Forbes senior vice president of global corporate communications Mia Carbonell declined to answer questions about why two of Chong’s articles remained online after he was reported, to disclose whether he had been paid by Forbes for his articles on the site, to provide information about the editorial process that led to him contributing to the site in the first place, or to say how many Forbes articles have been removed overall after being flagged for a conflict of interest. Around the time I first made contact with Carbonell in late October, Chong’s last two articles disappeared. His author page now returns a 404 error.
There’s no question that Forbes is aware of the payoffs, at least in isolated incidents. Last year, it pledged to investigate after a British PR firm called out one of its writers for soliciting a £300 payment in exchange for coverage. In a followup statement, Forbes said it had identified the contributor and would not publish their work in the future, though neither it nor the PR firm identified them by name.

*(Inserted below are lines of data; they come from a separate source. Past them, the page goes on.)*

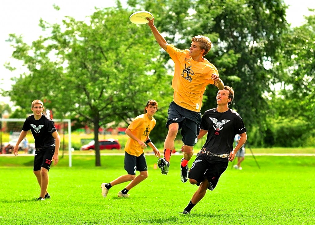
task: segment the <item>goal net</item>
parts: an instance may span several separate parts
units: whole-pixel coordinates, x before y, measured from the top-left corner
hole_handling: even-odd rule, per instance
[[[61,143],[60,151],[63,154],[67,149],[69,157],[69,167],[72,166],[71,151],[71,120],[69,119],[54,119],[55,126],[60,136]],[[24,118],[0,118],[0,151],[8,153],[9,148],[6,147],[8,145],[15,145],[19,138],[23,126]],[[26,137],[28,142],[27,150],[25,153],[33,153],[35,149],[34,139],[32,133],[29,132]],[[20,144],[19,151],[23,151],[23,141]]]

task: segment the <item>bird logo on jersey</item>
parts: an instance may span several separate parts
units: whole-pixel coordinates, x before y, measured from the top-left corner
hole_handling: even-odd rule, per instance
[[[223,125],[231,121],[230,119],[222,119],[222,121],[218,121],[218,120],[215,118],[209,117],[209,118],[211,120],[213,123],[213,128],[217,132],[223,129]]]
[[[189,66],[186,67],[186,64],[185,64],[185,68],[183,70],[183,72],[181,73],[181,76],[185,78],[185,79],[188,80],[188,81],[191,82],[192,81],[192,77],[190,76],[191,75],[192,76],[194,76],[195,75],[195,73],[194,72],[192,71],[191,68],[192,67],[191,66]],[[185,75],[186,75],[186,77],[185,77]]]
[[[42,127],[44,126],[44,125],[42,125],[41,124],[40,125],[38,125],[38,127],[37,127],[36,125],[34,125],[34,124],[31,124],[31,126],[34,129],[34,130],[35,131],[35,132],[37,133],[38,133],[40,132],[40,129]]]

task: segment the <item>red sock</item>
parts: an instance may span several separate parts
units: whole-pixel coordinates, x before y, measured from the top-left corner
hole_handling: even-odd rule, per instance
[[[189,162],[189,161],[184,159],[184,160],[183,160],[183,161],[181,162],[181,163],[180,164],[181,164],[182,166],[184,167],[187,165],[187,164],[188,164],[188,162]]]
[[[171,150],[168,148],[164,149],[164,159],[168,162],[169,162],[169,159],[171,158]]]

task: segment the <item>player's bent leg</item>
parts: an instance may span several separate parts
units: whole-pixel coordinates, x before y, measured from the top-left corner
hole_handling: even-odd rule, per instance
[[[41,183],[40,196],[44,199],[45,196],[47,193],[47,188],[48,187],[49,178],[48,176],[48,170],[42,167],[40,170]]]
[[[180,179],[183,183],[187,182],[188,180],[188,161],[186,161],[185,164],[186,165],[183,166],[183,161],[185,160],[185,158],[182,158],[180,161]]]
[[[184,146],[184,158],[180,161],[180,179],[183,183],[186,182],[188,180],[189,170],[188,162],[193,155],[193,147],[192,146],[186,145]]]
[[[191,178],[189,178],[189,183],[192,185],[197,184],[197,183],[198,183],[198,182],[195,179],[192,179]]]
[[[33,171],[33,172],[34,173],[34,174],[36,176],[36,179],[37,179],[37,182],[38,182],[38,184],[39,185],[39,187],[40,187],[41,180],[40,176],[40,170],[38,170],[36,171]]]
[[[148,176],[147,171],[146,170],[141,171],[140,172],[140,174],[136,176],[129,184],[127,185],[127,186],[126,187],[126,189],[130,191],[132,188],[147,178]]]
[[[191,201],[194,205],[196,205],[204,197],[207,190],[210,186],[209,182],[206,179],[200,183],[199,187],[193,194],[192,198]]]
[[[184,153],[183,155],[185,159],[188,161],[190,160],[194,154],[193,147],[186,145],[184,146]]]
[[[162,174],[166,175],[169,172],[169,162],[167,161],[163,158],[160,158],[158,159],[158,166],[161,169]]]

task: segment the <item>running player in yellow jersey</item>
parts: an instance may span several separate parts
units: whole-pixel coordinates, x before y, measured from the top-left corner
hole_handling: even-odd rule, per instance
[[[148,167],[143,150],[148,145],[152,148],[157,157],[160,157],[160,152],[150,140],[149,135],[155,125],[156,121],[153,116],[158,110],[158,102],[149,100],[146,103],[144,114],[138,116],[126,130],[129,138],[125,146],[125,170],[128,173],[121,176],[109,183],[101,185],[102,195],[106,197],[108,190],[117,184],[131,181],[131,182],[118,193],[118,197],[128,198],[128,192],[148,177]],[[140,174],[135,176],[136,171]]]
[[[193,154],[193,148],[200,130],[200,111],[206,87],[211,84],[222,90],[224,85],[216,68],[203,57],[211,48],[209,38],[195,36],[192,39],[189,49],[179,49],[168,43],[154,26],[154,18],[147,19],[158,43],[175,63],[172,84],[174,89],[173,101],[169,108],[166,123],[169,131],[164,142],[164,158],[158,159],[158,165],[162,174],[167,174],[174,140],[181,129],[184,158],[181,162],[180,178],[182,182],[186,182],[188,179],[188,162]]]

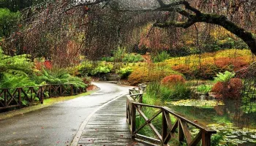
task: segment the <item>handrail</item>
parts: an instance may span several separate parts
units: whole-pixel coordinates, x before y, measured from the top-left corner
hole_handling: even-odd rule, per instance
[[[185,140],[189,146],[195,146],[200,141],[203,146],[211,145],[211,135],[216,134],[216,131],[209,129],[200,123],[189,120],[168,107],[142,104],[142,90],[140,88],[138,89],[129,89],[129,95],[127,95],[127,120],[133,138],[142,141],[147,140],[151,144],[159,145],[167,145],[170,139],[173,138],[178,138],[179,142]],[[137,99],[138,96],[139,100]],[[157,112],[151,118],[148,118],[143,112],[144,108],[146,107],[154,108]],[[152,120],[159,115],[162,116],[160,132],[152,123]],[[146,121],[143,124],[136,125],[136,118],[138,116]],[[176,119],[176,121],[172,122],[170,116],[174,117]],[[154,131],[155,137],[149,137],[139,134],[139,131],[147,125]],[[200,130],[194,137],[189,132],[189,126]],[[178,131],[178,133],[176,131]]]
[[[15,88],[0,88],[0,110],[3,109],[22,107],[22,100],[29,105],[44,99],[72,96],[86,91],[83,88],[75,88],[73,84],[50,84],[40,86],[18,87]]]

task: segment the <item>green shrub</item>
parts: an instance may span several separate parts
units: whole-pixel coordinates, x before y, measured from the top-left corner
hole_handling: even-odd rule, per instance
[[[203,93],[207,93],[211,91],[212,85],[200,85],[197,87],[197,91]]]
[[[170,58],[170,55],[167,51],[162,51],[157,55],[152,56],[153,62],[162,62]]]
[[[127,79],[132,72],[132,69],[129,66],[120,68],[120,69],[116,72],[117,74],[121,75],[121,79]]]
[[[184,83],[176,83],[171,87],[154,82],[149,84],[146,88],[146,95],[150,99],[158,99],[162,101],[170,99],[186,99],[192,93],[189,86]],[[148,103],[146,103],[148,104]],[[151,103],[156,104],[156,103]]]

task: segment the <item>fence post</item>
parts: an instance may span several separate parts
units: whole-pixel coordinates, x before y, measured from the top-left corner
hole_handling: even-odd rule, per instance
[[[4,89],[4,107],[7,107],[7,91],[8,89]]]
[[[202,146],[211,146],[211,134],[205,131],[202,132]]]
[[[62,85],[59,85],[59,96],[62,96]]]
[[[42,91],[42,86],[40,86],[40,99],[41,104],[44,103],[44,91]]]
[[[70,84],[71,96],[73,95],[73,85]]]
[[[20,88],[18,88],[18,104],[19,108],[21,108],[21,95],[20,95]]]
[[[162,110],[162,142],[161,142],[161,145],[165,145],[166,143],[165,142],[165,138],[167,137],[167,119],[165,118],[165,110]]]
[[[131,122],[131,126],[132,126],[132,137],[135,137],[135,134],[134,132],[136,130],[136,108],[134,104],[134,103],[131,103],[132,104],[132,109],[130,109],[132,110],[132,122]]]
[[[49,85],[49,88],[48,88],[48,89],[49,89],[49,98],[51,98],[51,85]]]

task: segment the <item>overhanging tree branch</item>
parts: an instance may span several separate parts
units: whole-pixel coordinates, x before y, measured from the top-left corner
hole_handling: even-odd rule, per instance
[[[232,21],[229,20],[226,16],[216,14],[203,13],[200,10],[190,6],[187,1],[177,1],[169,4],[165,4],[162,0],[157,0],[160,5],[160,7],[157,9],[173,11],[173,9],[180,15],[186,17],[187,20],[185,22],[167,21],[164,23],[155,23],[154,26],[159,28],[167,28],[170,26],[181,27],[187,28],[196,23],[206,23],[216,24],[222,26],[227,31],[236,34],[241,38],[249,47],[252,53],[256,55],[256,39],[253,36],[251,32],[246,31],[244,28],[238,26]],[[182,8],[173,8],[175,6],[184,5],[187,10],[189,10],[193,13],[189,13],[188,11]]]

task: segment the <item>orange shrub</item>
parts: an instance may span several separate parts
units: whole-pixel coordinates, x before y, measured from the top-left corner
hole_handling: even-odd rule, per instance
[[[192,75],[192,67],[187,64],[178,64],[173,66],[172,69],[183,74],[187,77],[190,77]]]
[[[168,74],[178,74],[171,69],[151,69],[150,72],[146,67],[138,67],[133,69],[133,72],[128,77],[128,82],[135,85],[139,83],[160,81]]]
[[[217,82],[211,91],[216,93],[217,98],[226,99],[237,99],[241,96],[241,91],[243,88],[242,80],[239,78],[232,78],[229,82]]]
[[[222,57],[216,59],[215,64],[217,66],[225,70],[237,71],[248,66],[249,62],[246,61],[246,58],[244,57]]]
[[[179,74],[171,74],[165,77],[162,80],[162,83],[168,85],[173,83],[183,83],[185,82],[185,79]]]

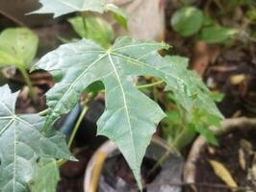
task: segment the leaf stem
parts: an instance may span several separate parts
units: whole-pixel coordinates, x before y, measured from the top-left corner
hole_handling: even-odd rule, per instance
[[[85,37],[87,37],[88,36],[88,26],[87,26],[87,21],[86,21],[86,12],[82,12],[81,16],[82,16],[82,22],[83,22],[83,26],[85,30]]]
[[[80,124],[82,123],[82,121],[83,121],[83,119],[84,119],[84,117],[85,117],[85,115],[86,115],[86,113],[88,111],[88,108],[89,108],[88,106],[85,104],[84,105],[84,108],[83,108],[82,112],[80,113],[80,115],[78,117],[78,120],[77,120],[77,122],[75,124],[75,127],[74,127],[73,131],[72,131],[71,136],[70,136],[70,138],[68,140],[67,146],[68,146],[69,149],[70,149],[70,147],[71,147],[71,145],[73,143],[73,140],[75,138],[75,135],[76,135],[76,132],[78,131],[78,128],[80,127]]]
[[[40,115],[40,116],[44,116],[44,115],[47,114],[48,110],[49,110],[49,109],[46,108],[46,109],[44,109],[44,110],[39,111],[38,114]]]
[[[32,101],[33,101],[34,104],[36,104],[37,103],[37,94],[35,92],[35,88],[33,86],[33,84],[32,84],[31,80],[30,80],[29,74],[28,74],[28,72],[26,71],[26,69],[24,67],[18,67],[18,69],[19,69],[21,75],[23,76],[26,84],[29,87],[30,96],[32,98]]]

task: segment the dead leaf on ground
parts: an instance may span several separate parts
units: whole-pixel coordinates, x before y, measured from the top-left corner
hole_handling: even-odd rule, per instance
[[[238,187],[238,184],[232,178],[228,169],[220,162],[217,160],[209,160],[211,166],[213,167],[215,174],[223,180],[229,187]],[[235,191],[235,190],[232,190]]]

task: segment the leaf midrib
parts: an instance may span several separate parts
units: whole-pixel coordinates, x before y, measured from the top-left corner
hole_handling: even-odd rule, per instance
[[[133,151],[134,151],[134,154],[136,154],[136,149],[135,149],[135,145],[134,145],[134,137],[133,137],[133,130],[132,130],[132,126],[131,126],[131,121],[130,121],[130,113],[129,113],[129,111],[128,111],[128,107],[127,107],[127,103],[126,103],[126,96],[125,96],[125,93],[124,93],[124,90],[123,90],[123,86],[122,86],[122,84],[121,84],[121,81],[120,81],[120,77],[119,77],[119,74],[117,73],[117,70],[116,70],[116,68],[115,68],[115,63],[114,63],[114,61],[113,61],[113,60],[112,60],[112,58],[111,58],[111,55],[110,54],[108,54],[108,58],[109,58],[109,60],[110,60],[110,62],[111,62],[111,65],[112,65],[112,67],[113,67],[113,69],[114,69],[114,71],[115,71],[115,76],[116,76],[116,78],[117,78],[117,81],[118,81],[118,84],[119,84],[119,87],[121,88],[121,92],[122,92],[122,98],[123,98],[123,104],[124,104],[124,109],[125,109],[125,113],[126,113],[126,119],[127,119],[127,121],[128,121],[128,126],[129,126],[129,130],[130,130],[130,137],[131,137],[131,139],[132,139],[132,145],[133,145]],[[136,163],[136,164],[138,164],[137,163],[137,158],[136,158],[136,156],[135,156],[135,159],[134,159],[134,162]]]

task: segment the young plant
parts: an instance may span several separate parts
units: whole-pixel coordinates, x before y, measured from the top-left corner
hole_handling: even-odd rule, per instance
[[[6,29],[0,35],[0,67],[13,65],[20,71],[34,102],[37,95],[27,69],[35,59],[38,45],[38,36],[27,28]]]
[[[72,12],[95,11],[102,12],[110,8],[115,14],[119,12],[116,7],[105,4],[103,0],[41,0],[40,2],[43,7],[36,12],[53,12],[55,16]],[[123,17],[117,15],[116,18],[122,20],[120,18]],[[169,46],[164,42],[140,41],[129,36],[120,36],[113,46],[107,49],[92,40],[82,39],[62,45],[46,54],[33,66],[33,70],[43,69],[50,72],[56,80],[55,85],[46,93],[48,108],[46,119],[43,120],[43,128],[40,126],[39,129],[39,133],[42,133],[41,140],[47,140],[49,135],[52,135],[48,132],[54,132],[53,124],[62,114],[69,112],[75,107],[82,93],[90,91],[89,87],[91,87],[91,84],[101,82],[105,87],[106,109],[97,122],[97,134],[108,136],[118,146],[141,190],[141,164],[156,126],[166,114],[157,103],[138,89],[135,81],[138,76],[162,79],[166,84],[166,89],[173,93],[173,97],[184,108],[184,111],[192,113],[199,109],[216,118],[222,118],[209,96],[209,90],[198,84],[194,76],[188,71],[187,66],[180,64],[180,60],[175,57],[163,58],[159,54],[159,50],[168,48]],[[0,120],[2,118],[5,122],[4,128],[11,124],[6,121],[6,116],[5,113],[0,113]],[[16,120],[16,116],[14,117]],[[13,137],[20,138],[16,137],[15,133]],[[38,138],[34,139],[34,142],[35,140],[38,141]],[[49,139],[47,141],[51,143],[56,140]],[[26,142],[33,145],[31,138]],[[17,152],[17,148],[13,147],[13,149]],[[58,148],[56,146],[52,148],[49,144],[49,146],[43,146],[43,150],[50,155],[40,154],[42,159],[40,163],[36,158],[38,166],[27,172],[29,177],[19,176],[27,188],[18,188],[21,182],[17,182],[13,185],[11,190],[6,191],[24,192],[28,191],[28,186],[34,191],[40,191],[39,186],[46,190],[45,180],[58,179],[55,163],[52,163],[52,160],[44,159],[44,157],[70,159],[66,146],[62,144]],[[14,162],[18,166],[22,166],[21,161],[15,160]],[[48,163],[49,167],[53,167],[53,175],[45,180],[38,180],[42,172],[47,170],[45,166],[48,167],[46,165]],[[7,164],[1,165],[1,172],[6,167]],[[0,178],[0,180],[5,180],[4,176]],[[10,178],[12,179],[12,177]],[[51,186],[55,185],[56,182]],[[1,182],[0,186],[3,186]],[[52,188],[49,191],[53,190]]]
[[[59,174],[44,180],[40,178],[41,180],[38,176],[48,174],[49,170],[42,166],[56,167],[55,158],[74,160],[64,137],[53,129],[42,132],[45,117],[15,114],[18,92],[11,93],[8,85],[1,86],[0,92],[1,192],[38,192],[43,189],[54,192]],[[41,185],[46,180],[43,188],[34,190],[38,189],[38,183]],[[49,180],[51,184],[48,184]]]

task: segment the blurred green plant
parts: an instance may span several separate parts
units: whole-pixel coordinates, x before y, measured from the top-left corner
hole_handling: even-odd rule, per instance
[[[87,16],[84,20],[83,16],[76,16],[69,18],[68,22],[82,38],[92,39],[104,48],[108,48],[114,41],[112,26],[100,17]]]
[[[20,71],[34,102],[37,95],[27,69],[31,67],[38,46],[38,36],[27,28],[10,28],[0,35],[0,67],[14,65]]]

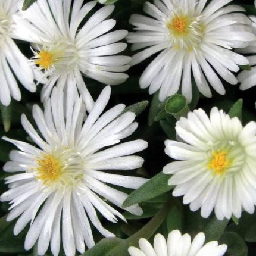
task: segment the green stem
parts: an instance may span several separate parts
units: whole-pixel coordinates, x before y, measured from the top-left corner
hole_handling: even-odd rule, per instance
[[[137,233],[135,233],[135,234],[133,235],[129,238],[127,238],[127,241],[130,244],[136,246],[138,244],[139,238],[144,238],[147,239],[150,238],[166,219],[172,206],[173,204],[168,201],[151,220]]]

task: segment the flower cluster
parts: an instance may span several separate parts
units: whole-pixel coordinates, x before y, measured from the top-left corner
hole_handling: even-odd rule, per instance
[[[232,0],[145,1],[145,14],[133,13],[129,20],[136,31],[128,32],[112,18],[123,14],[125,19],[124,10],[122,15],[113,15],[113,4],[117,0],[29,2],[31,6],[24,10],[20,0],[0,0],[3,122],[14,100],[21,99],[19,85],[32,93],[38,89],[41,101],[31,107],[33,118],[21,116],[29,136],[26,142],[11,138],[11,133],[2,138],[17,148],[10,151],[3,167],[10,173],[5,174],[8,188],[0,196],[1,202],[10,205],[4,221],[14,221],[15,235],[27,230],[24,249],[34,246],[39,255],[51,251],[57,256],[63,249],[67,256],[83,254],[95,243],[96,248],[99,239],[95,233],[105,238],[119,235],[104,227],[105,220],[127,223],[126,219],[152,217],[161,208],[147,228],[138,231],[139,224],[124,232],[121,238],[133,235],[116,251],[115,243],[120,240],[107,240],[110,251],[105,255],[120,256],[121,248],[124,255],[131,256],[223,255],[227,245],[207,237],[214,221],[191,232],[192,241],[189,234],[182,235],[184,230],[174,230],[177,221],[172,225],[171,221],[177,214],[171,211],[179,211],[183,220],[183,205],[189,204],[191,211],[200,209],[200,218],[211,217],[216,225],[221,223],[220,230],[229,220],[238,221],[246,214],[243,212],[254,213],[256,122],[250,117],[243,124],[241,101],[226,113],[223,108],[230,106],[222,103],[196,108],[201,102],[194,94],[211,98],[210,86],[219,96],[229,85],[239,83],[241,90],[256,85],[256,16],[247,16],[246,10]],[[140,6],[133,5],[132,10]],[[126,43],[137,52],[131,57],[129,51],[122,53]],[[146,160],[155,162],[158,154],[164,155],[158,149],[155,157],[148,157],[150,151],[141,152],[151,147],[156,126],[146,125],[135,133],[138,123],[134,121],[144,110],[142,104],[126,108],[123,104],[111,107],[110,101],[110,85],[125,83],[130,67],[146,59],[143,71],[140,72],[143,64],[138,66],[138,82],[142,89],[149,88],[149,94],[155,93],[149,123],[160,121],[170,139],[165,141],[164,152],[178,160],[160,164],[154,177],[146,164],[142,167],[143,158],[136,155],[144,154]],[[88,86],[92,80],[107,86],[97,94],[96,86],[95,91]],[[177,94],[182,101],[173,99]],[[163,135],[154,139],[160,138]],[[166,192],[167,196],[161,197]],[[183,204],[174,198],[180,196]],[[147,207],[152,207],[151,211],[143,213]],[[0,207],[0,215],[1,211]],[[165,236],[156,235],[153,246],[148,239],[160,225]],[[216,240],[220,238],[221,243],[227,241],[229,245],[227,237]],[[1,239],[0,235],[0,254]]]

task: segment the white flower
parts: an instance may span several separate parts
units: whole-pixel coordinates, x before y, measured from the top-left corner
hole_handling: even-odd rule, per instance
[[[17,38],[14,15],[19,15],[18,1],[0,0],[0,102],[8,105],[11,96],[20,101],[21,95],[14,75],[27,90],[34,92],[36,72],[22,54],[13,38]],[[26,40],[24,35],[24,39]]]
[[[146,2],[144,11],[151,17],[132,15],[130,23],[136,33],[130,33],[127,41],[132,49],[143,49],[132,57],[135,65],[161,52],[141,76],[142,88],[149,86],[149,93],[160,89],[163,101],[179,89],[188,102],[192,99],[191,70],[199,90],[211,97],[210,83],[220,94],[224,94],[216,73],[231,84],[237,83],[232,72],[248,60],[232,51],[247,46],[256,37],[250,32],[249,20],[238,13],[238,5],[222,8],[232,0],[154,0]],[[207,79],[208,80],[207,80]]]
[[[124,82],[128,76],[123,72],[129,67],[127,56],[115,56],[127,46],[118,42],[126,30],[108,32],[116,21],[106,18],[114,6],[105,6],[96,11],[83,26],[83,19],[92,11],[96,1],[82,5],[74,0],[38,0],[27,10],[23,18],[17,18],[21,39],[29,38],[35,48],[32,61],[48,76],[42,92],[47,98],[52,87],[67,86],[70,76],[76,77],[78,90],[90,111],[93,101],[83,80],[82,74],[108,85]]]
[[[256,7],[256,1],[254,2],[254,5]],[[254,35],[256,35],[256,17],[249,15],[249,17],[252,21],[250,27]],[[242,54],[254,54],[247,57],[250,65],[252,66],[251,70],[244,70],[238,76],[238,80],[241,83],[240,89],[243,90],[256,85],[256,41],[251,42],[248,46],[239,49],[239,51]]]
[[[166,165],[164,173],[173,174],[170,185],[177,185],[174,196],[184,195],[192,211],[201,207],[203,217],[213,208],[219,220],[236,218],[242,209],[252,214],[256,204],[256,123],[242,127],[214,107],[210,118],[202,109],[189,112],[176,123],[182,142],[166,141],[166,153],[181,160]]]
[[[142,166],[143,158],[129,155],[146,148],[146,142],[139,139],[113,146],[136,129],[138,123],[133,123],[135,114],[127,112],[121,115],[124,105],[119,104],[99,117],[110,96],[107,86],[86,118],[82,98],[77,99],[74,90],[68,88],[66,108],[61,88],[53,89],[44,112],[38,105],[33,107],[33,116],[42,136],[22,115],[24,129],[38,146],[4,138],[19,149],[11,152],[11,161],[4,170],[20,173],[6,179],[10,189],[0,199],[11,204],[8,221],[20,216],[15,235],[30,221],[25,249],[30,249],[38,240],[39,255],[46,253],[50,243],[53,254],[57,255],[61,237],[68,256],[74,255],[76,248],[83,253],[85,242],[88,248],[93,246],[88,219],[104,236],[114,236],[102,227],[95,209],[110,221],[117,222],[115,216],[125,221],[105,199],[121,208],[127,195],[106,183],[136,189],[147,180],[102,171]],[[106,149],[108,146],[113,146]],[[138,204],[125,210],[135,214],[142,213]]]
[[[140,249],[129,247],[130,256],[222,256],[227,245],[218,246],[218,242],[211,241],[204,245],[205,235],[199,233],[191,242],[189,234],[182,235],[179,230],[171,231],[166,242],[164,236],[157,234],[154,248],[145,238],[139,240]],[[204,246],[203,246],[204,245]]]

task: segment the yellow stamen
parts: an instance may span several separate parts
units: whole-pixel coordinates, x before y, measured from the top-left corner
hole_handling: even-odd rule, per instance
[[[38,58],[35,61],[36,65],[47,69],[52,65],[52,54],[47,51],[38,52]]]
[[[216,174],[224,173],[230,162],[227,160],[227,152],[225,151],[213,151],[212,158],[208,163],[208,168],[213,170]]]
[[[188,18],[185,15],[176,16],[167,24],[167,27],[176,35],[182,35],[187,32],[189,25]]]
[[[60,161],[52,155],[43,154],[36,160],[38,175],[36,178],[44,184],[49,185],[57,180],[61,176],[63,168]]]

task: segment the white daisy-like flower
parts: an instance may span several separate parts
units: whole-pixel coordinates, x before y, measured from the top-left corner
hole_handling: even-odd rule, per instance
[[[0,102],[6,106],[10,104],[11,96],[17,101],[21,98],[14,76],[24,87],[34,92],[36,89],[34,77],[39,74],[32,69],[29,61],[13,40],[17,38],[14,15],[20,17],[18,1],[0,0]],[[26,40],[26,35],[24,39]]]
[[[174,196],[184,195],[184,204],[192,211],[201,207],[203,217],[214,208],[219,220],[242,210],[252,214],[256,204],[256,123],[243,127],[237,117],[230,118],[217,107],[210,118],[195,110],[176,123],[180,142],[166,141],[166,153],[180,160],[166,165],[173,174],[170,185],[177,185]]]
[[[114,10],[113,5],[95,11],[83,26],[83,20],[96,4],[92,1],[38,0],[23,18],[16,18],[20,38],[29,38],[34,57],[32,61],[44,70],[48,82],[43,88],[42,99],[51,93],[53,86],[67,86],[70,76],[74,76],[79,93],[90,111],[93,101],[82,74],[100,82],[113,85],[124,82],[123,72],[129,67],[130,57],[115,55],[127,45],[118,42],[127,34],[124,30],[109,32],[116,21],[106,18]]]
[[[254,5],[256,7],[256,1],[254,1]],[[251,15],[249,18],[252,22],[250,27],[256,35],[256,16]],[[241,83],[240,89],[244,90],[256,85],[256,40],[250,42],[247,47],[239,49],[239,51],[242,54],[253,54],[247,57],[249,64],[252,66],[251,70],[244,70],[238,76],[238,80]]]
[[[130,23],[136,33],[127,39],[132,49],[142,49],[132,57],[135,65],[161,52],[142,74],[142,88],[149,86],[149,93],[160,89],[163,101],[181,92],[189,102],[192,99],[191,71],[199,90],[211,97],[208,83],[220,94],[225,90],[218,74],[231,84],[238,81],[232,72],[248,60],[232,48],[248,45],[256,39],[251,32],[249,20],[238,13],[238,5],[223,7],[232,0],[154,0],[146,2],[144,11],[151,17],[133,14]],[[143,49],[146,48],[146,49]],[[217,73],[217,74],[216,74]],[[208,81],[207,81],[208,80]]]
[[[171,231],[166,241],[164,236],[157,234],[154,238],[154,248],[145,238],[139,240],[139,248],[129,247],[130,256],[222,256],[227,251],[226,245],[218,245],[211,241],[204,245],[204,233],[199,233],[191,241],[189,234],[182,235],[179,230]]]
[[[135,114],[121,114],[124,105],[119,104],[99,117],[108,103],[110,86],[104,89],[87,118],[82,97],[77,99],[72,89],[67,92],[65,107],[61,88],[53,89],[44,112],[38,105],[33,107],[33,117],[41,135],[22,115],[23,127],[36,146],[4,138],[19,149],[10,152],[11,161],[4,170],[20,173],[6,179],[10,189],[0,199],[11,204],[7,221],[19,216],[15,235],[30,222],[25,249],[38,241],[40,255],[49,243],[52,254],[58,255],[61,240],[68,256],[75,255],[76,248],[83,253],[85,242],[88,248],[93,246],[89,220],[104,236],[114,236],[103,227],[96,210],[111,222],[117,222],[115,216],[126,221],[106,199],[121,208],[127,195],[107,183],[136,189],[147,180],[102,171],[142,166],[142,158],[129,155],[146,148],[146,141],[138,139],[114,146],[136,129],[138,123],[133,122]],[[142,213],[138,204],[125,210]]]

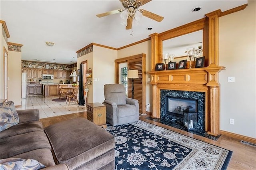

Carbonell played down concerns about bribery among the site’s writers. Before contributors can write for Forbes, she said, they “sign a contract requiring them to disclose any potential conflicts of interest.” (Carbonell no longer works for Forbes, and another company spokesperson declined to provide further comment.)
“Just to be clear, these would be subtle brand mentions in larger-form articles.”
But Forbes seems to be a prime target for offers like Satyam’s, perhaps because of the high volume of stories it runs by members of its “contributor network.” The site publishes dozens of stories per day, many of them by contributors who, like Chong, are themselves publicists. A program called CommunityVoice, described in an editors’ note on certain articles, invites “senior-level technology executives” to pay an annual fee in exchange for being allowed to publish to the site.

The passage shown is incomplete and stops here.